Helena Dalli is the first European Commissioner for Equality, an issue to which she dedicated a big part of her life. In an interview with EURACTIV, she said that racism is “alive” in Europe, and called for “thinking ‘out of the box'” to address the structural biases inside the Commission.
The Commission will put forward an action plan on racism later this year. What initiatives are you considering?
We have been discussing even prior to what is happening right now, because racism is alive in Europe, not just in the US. It’s ironic that we are celebrating the 20 years of the racial equality directive, and we still have structural problems.
Racism has not been eradicated. There is a wide gap between legislation and how effective that legislation is on people’s lives. We will focus on what is underneath the tip of the iceberg, the structural racism which is more difficult to address.
What do you mean?
This is an issue when you look at unemployment, for instance at recruitments, or housing, or health. There is also unconscious bias. Sometimes without knowing people can be racist, especially white people in the sense that we identify with people who are “like us”, so we might be discriminating.
And what about inside the Commission?
We shall be looking also internally. We have been working already with Commissioner Hahn (Human Resources) to see how we can address this reality. This cannot change overnight.
But it’s not enough to say that black people don’t apply. We have to see what kind of education or training they are getting, so they will be able to have good qualifications to compete.
Our intention is to leave no stone unturned. The fact that for the first time, the EU has a portfolio dedicated entirely to equality is a message that Europe needs to address these realities in a strong way. There’s a lot that we have to do.
Do you think there was structural racism also inside the Commission, given the lack of diversity among its staff?
There is an unconscious bias which we are not even aware of it. And yes, there is structural [racism], but I think it’s everywhere. That is why we have to address the roots of the problem, not just the symptoms or the results.

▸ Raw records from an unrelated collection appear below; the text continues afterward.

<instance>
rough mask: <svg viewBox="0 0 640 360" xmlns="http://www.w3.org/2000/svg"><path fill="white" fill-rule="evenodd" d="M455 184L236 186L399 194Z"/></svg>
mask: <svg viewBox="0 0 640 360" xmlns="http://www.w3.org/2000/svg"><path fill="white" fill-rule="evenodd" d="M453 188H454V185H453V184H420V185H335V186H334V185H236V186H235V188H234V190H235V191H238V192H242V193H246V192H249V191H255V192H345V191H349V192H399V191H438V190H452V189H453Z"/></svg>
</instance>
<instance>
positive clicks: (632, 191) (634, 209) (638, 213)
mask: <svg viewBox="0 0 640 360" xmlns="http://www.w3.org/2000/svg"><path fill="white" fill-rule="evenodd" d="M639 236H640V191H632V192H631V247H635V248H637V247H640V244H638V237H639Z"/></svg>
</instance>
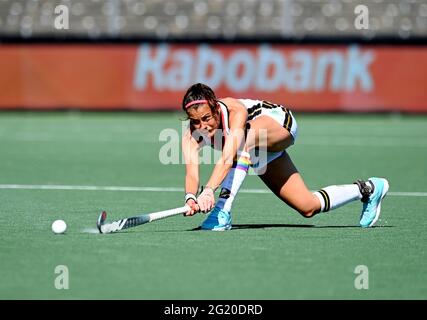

We have to think ‘out of the box’ and find ways to see how we can bring more diversity into the whole process. For example, looking at universities and sponsorships for students, so when we recruit trainees we make sure that we are more diverse in our in our choices.
Your colleague, commissioner Didier Reynders, gave a half-hearted apology for his appearance with his face painted black during a traditional festival in Belgium. Do you think he should have been more convincing?
Commissioner Reynders was one who really contributed to the debate in the college on racism. He also presented the victims rights’ strategy, a very good strategy that affects people being racially discriminated. I like to judge people according to their work. I think commissioner Reynders has done a very good job on this victims rights’ strategy.
So are you satisfied with his apology?
I didn’t say I am satisfied. I am just saying I am satisfied with the work he is doing in this area. He is working very hard.
Should we reconsider some of the statues we see in our cities?
Knowing our history will help us not to repeat certain mistakes committed in the past. I am not very fond of statues as a rule. I appreciate them when they are good pieces of art. But I have always held that the monuments that we leave behind us, the legacy, is our work.
Do you feel comfortable with having the statue of King Leopold II at the entrance of the European neighborhood knowing what he did in Congo, where up to 10 million people died while he controlled the country?
When I see his statue, I remember all these things, and it’s not a good thing to remember. That’s why it is important to know our history. And we learn from it. We can be critical of how it is represented today. But it is good that there’s discussion about this because it means that we are, rightfully so, being critical and being vocal also about our criticism. It is healthy to have such a debate.
The coronavirus pandemic has impacted minorities harder than others, and has widened existing inequalities in Europe. Are you concerned about this?
I’m very concerned about this. Over the past weeks, I’ve been virtually in contact with some of these groups, such as people with disabilities, LGBTI+ people, women, and ethnic minorities. We are gathering what we have learned and will feed into our LGBTI+ strategy, which will be the first EU strategy on this coming by the end of this year. We also have a disability strategy which will be launched in the beginning of 2021. And the Roma inclusion framework, where we shall be also feeding in the experience of the pandemic.
And what about those women who had to live with their abusers during the pandemic, sometimes in small apartments?
I wrote to member states together with commissioner Schmit (Employment) and commissioner Kyriakides (Health) to tell them to look out for these things. I was very encouraged to see that most member states are really watching what is happening and coming out with solutions, so these women won’t be more alone.